Kyle Haney thought he found the love of his life.
On a mission trip to India with his sister and a friend, Haney met Tabitha, the friend’s sister, both of whom were originally from India. He told NBC Washington that it felt like he had known Tabitha his whole life.
"We just clicked. It's like we just found each other," Haney said.
Six months later, Tabitha visited Haney where he lives in Texas, and he proposed. Just a few months later, they were married and expecting a child.
"[We] had a baby in November, and in March the following year, she got her green card,” Haney said. “And within two months she left."
Haney was confused. Then he saw Tabitha’s “petition for divorce.” She claimed that he had anger issues, may have been homosexual, and made her feel unsafe. She also said he intimidated her by using her immigrant status, Haney’s sister Jade told NBC.
The Haney family did some research, and quickly found something odd.
“We started noticing a correlation between the lies that she was telling and everything that needed to be proved by the person to file VAWA [the Violence Against Women Act]," Haney’s sister said.
Tabitha's attorney sent NBC's Dallas station a statement reading, "Kyle Haney made misleading statements and outright lies during his interview."

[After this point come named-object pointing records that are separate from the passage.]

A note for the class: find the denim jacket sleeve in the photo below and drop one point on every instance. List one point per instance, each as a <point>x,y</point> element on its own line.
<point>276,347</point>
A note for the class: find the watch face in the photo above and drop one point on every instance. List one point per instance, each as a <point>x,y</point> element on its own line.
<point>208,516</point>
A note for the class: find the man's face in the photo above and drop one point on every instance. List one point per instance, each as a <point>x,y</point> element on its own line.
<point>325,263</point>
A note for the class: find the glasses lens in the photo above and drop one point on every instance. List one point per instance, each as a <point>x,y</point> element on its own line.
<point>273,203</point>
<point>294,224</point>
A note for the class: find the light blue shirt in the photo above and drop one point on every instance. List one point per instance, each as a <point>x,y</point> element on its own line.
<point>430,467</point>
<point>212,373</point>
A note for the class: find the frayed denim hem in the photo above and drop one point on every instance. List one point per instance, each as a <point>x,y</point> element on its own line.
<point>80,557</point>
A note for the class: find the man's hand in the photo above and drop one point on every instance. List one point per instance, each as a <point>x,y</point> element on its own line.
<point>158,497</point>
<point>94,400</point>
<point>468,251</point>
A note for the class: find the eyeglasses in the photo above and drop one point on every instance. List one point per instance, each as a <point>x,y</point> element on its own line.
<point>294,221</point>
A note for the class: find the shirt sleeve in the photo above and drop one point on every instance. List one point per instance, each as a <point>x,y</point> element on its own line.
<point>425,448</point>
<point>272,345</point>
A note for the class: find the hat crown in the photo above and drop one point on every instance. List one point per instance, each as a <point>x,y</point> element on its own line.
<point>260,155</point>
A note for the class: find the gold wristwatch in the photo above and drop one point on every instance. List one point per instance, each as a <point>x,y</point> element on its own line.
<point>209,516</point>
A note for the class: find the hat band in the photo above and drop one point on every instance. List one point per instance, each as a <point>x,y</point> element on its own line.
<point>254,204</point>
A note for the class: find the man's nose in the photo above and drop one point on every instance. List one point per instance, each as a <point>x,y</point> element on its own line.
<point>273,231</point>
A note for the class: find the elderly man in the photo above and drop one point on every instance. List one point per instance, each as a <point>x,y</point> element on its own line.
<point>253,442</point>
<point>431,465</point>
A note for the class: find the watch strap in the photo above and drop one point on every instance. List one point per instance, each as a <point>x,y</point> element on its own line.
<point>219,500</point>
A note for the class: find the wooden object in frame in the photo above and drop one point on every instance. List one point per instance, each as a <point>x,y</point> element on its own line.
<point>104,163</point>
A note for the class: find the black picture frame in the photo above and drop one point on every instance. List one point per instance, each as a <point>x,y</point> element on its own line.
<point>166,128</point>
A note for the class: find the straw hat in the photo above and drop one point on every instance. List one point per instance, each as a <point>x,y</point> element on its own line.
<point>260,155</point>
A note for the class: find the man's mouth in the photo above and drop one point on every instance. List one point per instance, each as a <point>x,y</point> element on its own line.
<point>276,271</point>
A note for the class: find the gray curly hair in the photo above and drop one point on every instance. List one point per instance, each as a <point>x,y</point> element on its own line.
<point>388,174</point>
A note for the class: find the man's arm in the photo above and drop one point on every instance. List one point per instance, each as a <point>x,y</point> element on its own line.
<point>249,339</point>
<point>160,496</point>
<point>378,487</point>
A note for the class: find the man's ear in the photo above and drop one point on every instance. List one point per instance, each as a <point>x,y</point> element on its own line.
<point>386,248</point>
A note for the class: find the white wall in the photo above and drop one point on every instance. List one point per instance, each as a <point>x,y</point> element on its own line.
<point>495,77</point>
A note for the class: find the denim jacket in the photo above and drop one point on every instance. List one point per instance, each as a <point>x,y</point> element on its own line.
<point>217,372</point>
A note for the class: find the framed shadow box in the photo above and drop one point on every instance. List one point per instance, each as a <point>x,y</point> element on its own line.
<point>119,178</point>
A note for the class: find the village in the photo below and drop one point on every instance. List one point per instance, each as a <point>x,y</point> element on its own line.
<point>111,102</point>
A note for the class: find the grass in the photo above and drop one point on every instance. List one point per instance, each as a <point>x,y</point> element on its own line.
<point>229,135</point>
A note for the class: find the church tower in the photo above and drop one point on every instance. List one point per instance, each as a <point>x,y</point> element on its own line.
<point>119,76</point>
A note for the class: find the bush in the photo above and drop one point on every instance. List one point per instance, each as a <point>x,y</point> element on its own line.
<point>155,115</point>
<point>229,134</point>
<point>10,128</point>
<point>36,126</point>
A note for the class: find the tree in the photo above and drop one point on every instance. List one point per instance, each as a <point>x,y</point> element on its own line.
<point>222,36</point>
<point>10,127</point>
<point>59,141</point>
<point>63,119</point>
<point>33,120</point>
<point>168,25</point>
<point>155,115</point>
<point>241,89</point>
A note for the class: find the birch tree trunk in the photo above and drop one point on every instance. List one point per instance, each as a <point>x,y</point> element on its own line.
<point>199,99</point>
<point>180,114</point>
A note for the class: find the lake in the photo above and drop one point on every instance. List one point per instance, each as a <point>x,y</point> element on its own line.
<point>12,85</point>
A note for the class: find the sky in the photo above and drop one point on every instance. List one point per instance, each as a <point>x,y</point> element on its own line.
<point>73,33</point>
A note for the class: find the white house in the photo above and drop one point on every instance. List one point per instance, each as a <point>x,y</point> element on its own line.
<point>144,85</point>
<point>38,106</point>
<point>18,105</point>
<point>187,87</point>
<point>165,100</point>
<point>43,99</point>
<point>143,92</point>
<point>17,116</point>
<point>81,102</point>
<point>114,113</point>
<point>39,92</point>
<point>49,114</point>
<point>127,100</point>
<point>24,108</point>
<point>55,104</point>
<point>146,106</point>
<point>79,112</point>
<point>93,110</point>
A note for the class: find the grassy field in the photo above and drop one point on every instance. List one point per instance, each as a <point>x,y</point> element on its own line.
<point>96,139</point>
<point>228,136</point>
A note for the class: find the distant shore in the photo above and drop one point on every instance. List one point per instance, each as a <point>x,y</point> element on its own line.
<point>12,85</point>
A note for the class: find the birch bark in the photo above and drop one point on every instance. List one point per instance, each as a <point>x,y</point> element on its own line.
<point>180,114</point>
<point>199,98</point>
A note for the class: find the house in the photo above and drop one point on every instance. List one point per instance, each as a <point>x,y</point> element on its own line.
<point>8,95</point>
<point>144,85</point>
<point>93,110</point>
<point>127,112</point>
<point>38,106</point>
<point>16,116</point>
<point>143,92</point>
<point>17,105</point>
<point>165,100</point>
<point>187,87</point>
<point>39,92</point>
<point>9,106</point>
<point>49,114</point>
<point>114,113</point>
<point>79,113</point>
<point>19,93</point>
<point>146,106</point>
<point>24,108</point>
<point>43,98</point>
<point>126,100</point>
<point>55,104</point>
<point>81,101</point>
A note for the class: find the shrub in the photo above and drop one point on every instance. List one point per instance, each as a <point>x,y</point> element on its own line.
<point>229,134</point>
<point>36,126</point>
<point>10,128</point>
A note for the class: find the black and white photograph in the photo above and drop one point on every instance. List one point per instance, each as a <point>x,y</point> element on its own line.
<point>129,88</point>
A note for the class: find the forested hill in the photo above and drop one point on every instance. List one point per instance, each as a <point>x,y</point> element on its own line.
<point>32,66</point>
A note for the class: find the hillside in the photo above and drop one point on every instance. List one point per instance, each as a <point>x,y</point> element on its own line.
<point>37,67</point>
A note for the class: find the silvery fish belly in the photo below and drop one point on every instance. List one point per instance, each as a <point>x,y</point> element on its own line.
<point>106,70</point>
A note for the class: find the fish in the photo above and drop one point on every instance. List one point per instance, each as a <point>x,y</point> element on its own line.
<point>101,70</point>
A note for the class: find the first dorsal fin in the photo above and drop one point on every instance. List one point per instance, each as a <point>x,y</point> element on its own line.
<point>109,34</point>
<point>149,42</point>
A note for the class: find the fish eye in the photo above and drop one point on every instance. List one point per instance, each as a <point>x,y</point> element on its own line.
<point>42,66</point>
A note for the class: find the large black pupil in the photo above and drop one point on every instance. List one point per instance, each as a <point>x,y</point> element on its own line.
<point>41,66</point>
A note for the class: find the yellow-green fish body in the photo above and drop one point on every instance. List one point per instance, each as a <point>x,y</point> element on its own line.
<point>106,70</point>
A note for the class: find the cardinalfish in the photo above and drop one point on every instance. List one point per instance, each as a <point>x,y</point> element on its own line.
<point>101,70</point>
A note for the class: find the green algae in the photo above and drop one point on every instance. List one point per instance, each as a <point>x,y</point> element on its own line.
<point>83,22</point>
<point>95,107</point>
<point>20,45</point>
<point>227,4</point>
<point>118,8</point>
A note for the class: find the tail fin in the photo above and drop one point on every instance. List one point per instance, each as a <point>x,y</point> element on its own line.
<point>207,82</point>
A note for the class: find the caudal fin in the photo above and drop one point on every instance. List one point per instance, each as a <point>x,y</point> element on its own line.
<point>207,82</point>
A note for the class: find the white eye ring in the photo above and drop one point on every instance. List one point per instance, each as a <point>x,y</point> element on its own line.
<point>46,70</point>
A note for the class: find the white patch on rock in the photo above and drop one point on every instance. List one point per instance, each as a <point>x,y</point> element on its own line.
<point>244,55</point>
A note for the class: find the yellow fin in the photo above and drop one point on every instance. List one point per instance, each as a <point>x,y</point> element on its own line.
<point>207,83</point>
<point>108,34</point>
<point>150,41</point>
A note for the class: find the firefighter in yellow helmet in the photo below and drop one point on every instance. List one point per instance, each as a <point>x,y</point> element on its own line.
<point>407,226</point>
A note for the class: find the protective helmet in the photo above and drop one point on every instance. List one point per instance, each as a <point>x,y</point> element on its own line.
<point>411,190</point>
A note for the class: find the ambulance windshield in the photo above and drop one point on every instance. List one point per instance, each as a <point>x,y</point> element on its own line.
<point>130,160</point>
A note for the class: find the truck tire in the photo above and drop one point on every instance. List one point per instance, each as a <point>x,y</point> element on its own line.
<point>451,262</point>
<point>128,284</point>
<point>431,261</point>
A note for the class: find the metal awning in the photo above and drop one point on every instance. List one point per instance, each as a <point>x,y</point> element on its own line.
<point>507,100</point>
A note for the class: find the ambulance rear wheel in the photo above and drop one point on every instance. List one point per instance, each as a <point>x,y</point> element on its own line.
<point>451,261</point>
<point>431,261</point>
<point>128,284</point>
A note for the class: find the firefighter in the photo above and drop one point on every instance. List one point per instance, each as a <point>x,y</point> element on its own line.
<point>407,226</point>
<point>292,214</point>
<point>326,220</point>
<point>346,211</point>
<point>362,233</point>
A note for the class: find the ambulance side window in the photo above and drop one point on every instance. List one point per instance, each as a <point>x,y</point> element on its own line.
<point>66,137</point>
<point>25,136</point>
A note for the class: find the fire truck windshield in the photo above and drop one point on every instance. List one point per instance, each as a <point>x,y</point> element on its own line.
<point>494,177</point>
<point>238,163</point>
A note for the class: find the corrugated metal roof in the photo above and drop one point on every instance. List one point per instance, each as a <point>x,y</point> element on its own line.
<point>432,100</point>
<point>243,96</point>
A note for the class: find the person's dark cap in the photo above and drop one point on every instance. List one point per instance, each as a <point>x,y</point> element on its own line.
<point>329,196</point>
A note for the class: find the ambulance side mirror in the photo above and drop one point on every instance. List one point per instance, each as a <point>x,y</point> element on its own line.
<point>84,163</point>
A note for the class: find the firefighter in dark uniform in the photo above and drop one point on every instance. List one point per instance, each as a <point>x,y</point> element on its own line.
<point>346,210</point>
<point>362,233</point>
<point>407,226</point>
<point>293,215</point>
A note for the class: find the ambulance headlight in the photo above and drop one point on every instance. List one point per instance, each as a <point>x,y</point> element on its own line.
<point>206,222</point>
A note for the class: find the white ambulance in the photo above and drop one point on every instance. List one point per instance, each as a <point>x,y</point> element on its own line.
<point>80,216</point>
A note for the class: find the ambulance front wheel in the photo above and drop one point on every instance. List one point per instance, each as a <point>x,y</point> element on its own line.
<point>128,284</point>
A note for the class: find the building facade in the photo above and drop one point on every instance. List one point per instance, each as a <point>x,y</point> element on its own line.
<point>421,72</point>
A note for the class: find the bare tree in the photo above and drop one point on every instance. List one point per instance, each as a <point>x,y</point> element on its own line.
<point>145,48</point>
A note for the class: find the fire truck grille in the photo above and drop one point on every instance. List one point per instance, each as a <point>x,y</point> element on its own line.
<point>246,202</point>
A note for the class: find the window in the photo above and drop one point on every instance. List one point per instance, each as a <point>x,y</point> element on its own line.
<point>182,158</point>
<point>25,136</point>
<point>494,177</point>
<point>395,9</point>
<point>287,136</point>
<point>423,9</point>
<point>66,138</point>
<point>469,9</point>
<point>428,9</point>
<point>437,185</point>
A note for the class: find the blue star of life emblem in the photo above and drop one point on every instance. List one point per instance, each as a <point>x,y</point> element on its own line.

VAWA is a wide-ranging law originally designed to protect women, but its scope and consequences were expanded greatly when it was reauthorized in 2013. It is up for reauthorization again this year.
Haney's family thinks Tabitha used a provision of VAWA that allows abused immigrants to petition for legal status on their own, without their spouse. The original intention of the provision was to help abused immigrants, who may be afraid to report abuse if they rely on their spouse for their immigration status. This provision, however, appears to have led to a growing number of “marriage fraud” claims, wherein an immigrant falsely accuses their spouse of abuse in order to gain their citizenship and start a life of their own. Conveniently, VAWA keeps the government from investigating marriage-fraud claims.
"They're now using VAWA as a means by which to escape the two-year requirement to remain in the marital relationship, without drawing any suspicion to themselves," John Sampson, a retired Immigration and Customs Enforcement agent, told NBC.
He also said he suspected a lot of the VAWA claims he saw during his time with ICE were actually fraudulent. He says some 1,500 Americans have contacted him believing they’re victims of this trend.
Sampson told NBC that investigators treat American spouses as a “prohibited source of information” during VAWA abuse claims. Because the immigrant is automatically assumed to be telling the truth, thus requiring safety, ICE investigators don’t even inform the American spouse of the abuse claim. There’s literally no downside for immigrants to fraudulently make such a claim.
Haney is not alone. NBC Washington has previously reported on marriage fraud, and said since their original report that 30 more potential victims have contacted the station. And it doesn’t just affect men. NBC previously spoke to a woman referred to only as Elena, who says she was duped by her Dutch ex-husband after two years of marriage. "'Just sign the divorce papers' he said, 'We only did this for immigration' - and I was floored," Elena said at the time. In her case, her husband didn’t claim abuse, but used another immigration law that states the couple needed to be married for two years before his green-card conditions would be lifted.
Victims of marriage fraud have received some hope in recent days. On July 9, Haney and his family, and many others who say they were victims of marriage fraud, met with justice and homeland security policy staffers. Haney hopes the Trump administration will provide help, since the president campaigned as being tough on illegal immigration.
“I felt really good about it," Haney told NBC. "We got our points across. I feel like they are actually going to do something about the issue."